From Our CEO

How is it possible that my baby girl will be 25 years old tomorrow? I know you know this, but I just have to type it: THAT’S A QUARTER CENTURY! Is it possible I missed a science class in high school that taught us about the physics of parental aging – that we age at a significantly slower rate than that of our children? Please say it’s true.

In 2000, ISTS didn’t have a corporate website or access to the internet. Email was still new and exciting, functioning alongside its cousin – the dependable fax machine. By the time my daughter was five, we were just going digital and continued to receive thousands and thousands of scholarship applications in the mail. We were one of the post office’s most active clients in Nashville, TN.

When we bought portable phones and could walk several feet from the docking station, we all felt so technically advanced! I Googled it and the world population then was around 4.5billion – now we are at 8.2billion! By 2010, we had the first iPad and Mark Zuckerberg was Time magazine’s Person of the Year (and looked about 15).
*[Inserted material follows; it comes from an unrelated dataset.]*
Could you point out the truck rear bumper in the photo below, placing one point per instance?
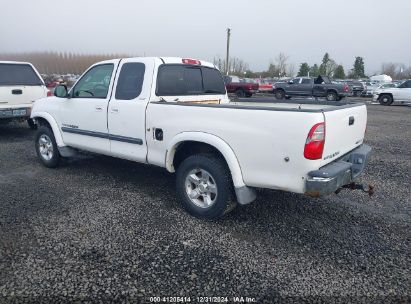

Some of us were waiting with bated breath for the next Harry Potter movie.

Ah, aging. Ok, I’m going to calm down and share a few additional personal reflections. I’ve gone from asking the kids who they were hanging out with (and then verifying) to asking them how their jobs are and what they think about this and that. I no longer worry about them driving home from a late party but instead, respond to them when I’m out after 10pm: “Mom, are you all home yet?” Instead of Santa, we took a family trip; and after years of family dinner every night, now we schedule the occasional dinner together with significant others (and eating in front of the TV is no longer a ‘no-no’).

Twenty-five years. Wow! As I think about the next quarter century, I’m excited to see what all my kids and co-workers will be doing. I’m also researching the passage of time, hoping to find that article on the physics of parental aging, because don’t the parents deserve that?